# Page 233

**Location:** Chapter 25, last lines of Introduction before Problem 1

## It is

... For example, suppose \(X\) is the expression \(S\) and \(Y\) is the expression \(K\). The Gödel number of \(X\) is \(31\) and the Gödel number of \(Y\) is \(24\). The expression \(XY\) is \((SK)\) and its Gödel number is \(3124\), which is \(31 \star 24\). Now you can see the significance of the numerical operation of concatenation to the base \(10\).

## It should become

... For example, suppose \(X\) is the expression \(S\) and \(Y\) is the expression \(K\). The Gödel number of \(X\) is \(1\) and the Gödel number of \(Y\) is \(2\). The expression \(XY\) is \((SK)\) and its Gödel number is \(3124\), which is \(3 \star 1 \star 2 \star 4\). Now you can see the significance of the numerical operation of concatenation to the base \(10\).

## Short explanation

Throughout Chapter 25, parentheses, generally, appear to have been reinstated explicitly:
since *each symbol* yields a digit in the expression's Gödel number,
even "obvious" parentheses make a difference.

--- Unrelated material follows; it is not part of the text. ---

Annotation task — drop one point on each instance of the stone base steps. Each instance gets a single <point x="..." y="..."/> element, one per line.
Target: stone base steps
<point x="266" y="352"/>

Besides, in the formal definition
of *term* a couple of pages earlier, it is said that "given any terms \(X\) and \(Y\) already
constructed, we may form the new term \((XY)\)", the latter expression being explicitly parenthesized.

In view of this fact, it is better to explicitly observe that the symbols \(S\), \(K\) alone correspond to the numbers \(1\) and \(2\), the rest of the complete result \(3124\) coming from the compulsory parentheses.